Effect of short-term thyroxine administration on energy metabolism and mitochondrial efficiency in humans

Abstract

The physiologic effects of triiodothyronine (T3) on metabolic rate are well-documented; however, the effects of thyroxine (T4) are less clear despite its wide-spread use to treat thyroid-related disorders and other non-thyroidal conditions. Here, we investigated the effects of acute (3-day) T4 supplementation on energy expenditure at rest and during incremental exercise. Furthermore, we used a combination of in situ and in vitro approaches to measure skeletal muscle metabolism before and after T4 treatment. Ten healthy, euthyroid males were given 200 µg T4 (levothyroxine) per day for 3 days. Energy expenditure was measured at rest and during exercise by indirect calorimetry, and skeletal muscle mitochondrial function was assessed by in situ ATP flux ((31)P MRS) and in vitro respiratory control ratio (RCR, state 3/state 4 rate of oxygen uptake using a Clark-type electrode) before and after acute T4 treatment. Thyroxine had a subtle effect on resting metabolic rate, increasing it by 4% (p = 0.059) without a change in resting ATP demand (i.e., ATP flux) of the vastus lateralis. Exercise efficiency did not change with T4 treatment. The maximal capacity to produce ATP (state 3 respiration) and the coupled state of the mitochondria (RCR) were reduced by approximately 30% with T4 (p = 0.057 and p = 0.04, respectively). Together, the results suggest that T4, although less metabolically active than T3, reduces skeletal muscle efficiency and modestly increases resting metabolism even after short-term supplementation. Our findings may be clinically relevant given the expanding application of T4 to treat non-thyroidal conditions such as obesity and weight loss.
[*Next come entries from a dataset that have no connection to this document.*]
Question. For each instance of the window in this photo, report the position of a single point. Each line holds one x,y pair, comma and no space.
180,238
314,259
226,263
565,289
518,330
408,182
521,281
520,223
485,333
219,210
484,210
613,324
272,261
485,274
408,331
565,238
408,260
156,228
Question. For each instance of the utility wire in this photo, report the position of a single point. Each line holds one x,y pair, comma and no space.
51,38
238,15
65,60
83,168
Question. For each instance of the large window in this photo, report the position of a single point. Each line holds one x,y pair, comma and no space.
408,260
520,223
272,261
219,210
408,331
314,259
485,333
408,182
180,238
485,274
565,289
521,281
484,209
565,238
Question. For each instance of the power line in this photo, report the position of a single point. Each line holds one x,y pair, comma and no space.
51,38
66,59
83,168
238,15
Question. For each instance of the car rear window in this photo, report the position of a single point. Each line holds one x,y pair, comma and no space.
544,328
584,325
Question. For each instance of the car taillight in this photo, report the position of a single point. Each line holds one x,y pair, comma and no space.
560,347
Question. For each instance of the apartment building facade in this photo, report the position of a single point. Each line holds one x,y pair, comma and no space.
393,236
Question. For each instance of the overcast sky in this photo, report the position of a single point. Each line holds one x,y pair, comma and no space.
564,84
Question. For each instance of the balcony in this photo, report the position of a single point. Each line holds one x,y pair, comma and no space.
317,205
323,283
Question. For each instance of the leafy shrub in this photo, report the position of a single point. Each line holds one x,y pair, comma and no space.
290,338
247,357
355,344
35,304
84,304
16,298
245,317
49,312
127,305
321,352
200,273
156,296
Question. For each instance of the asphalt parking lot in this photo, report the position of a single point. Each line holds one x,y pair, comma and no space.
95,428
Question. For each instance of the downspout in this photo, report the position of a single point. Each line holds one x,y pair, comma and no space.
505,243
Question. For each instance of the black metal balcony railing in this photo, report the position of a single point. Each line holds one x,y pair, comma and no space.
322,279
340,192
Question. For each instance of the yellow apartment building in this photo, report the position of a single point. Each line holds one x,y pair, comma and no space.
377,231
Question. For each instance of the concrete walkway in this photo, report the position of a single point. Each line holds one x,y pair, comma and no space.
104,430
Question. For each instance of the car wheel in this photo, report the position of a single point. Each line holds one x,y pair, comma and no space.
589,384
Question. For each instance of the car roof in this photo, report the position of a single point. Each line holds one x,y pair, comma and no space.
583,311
Figure 1. State 3 and state 4 respiration and FCCP-induced maximal respiration of mitochondria isolated from the vastus lateralis before and after 3 days of T4 treatment (n = 8).

State 3, or ADP-stimulated respiration was decreased (p = 0.057) with no change in state 4 (leak-dependent) respiration (p = 0.37). Maximal respiration induced by the addition of the uncoupler FCCP also tended to decrease with T4 treatment (p = 0.07).

Figure 2. Relationship between the change in resting metabolic rate and the change in free T4 after 3 days of T4 treatment, after controlling for baseline free T4 levels.

r = 0.61, p = 0.06.

Figure 3. Experimental protocol and timeline of testing procedures.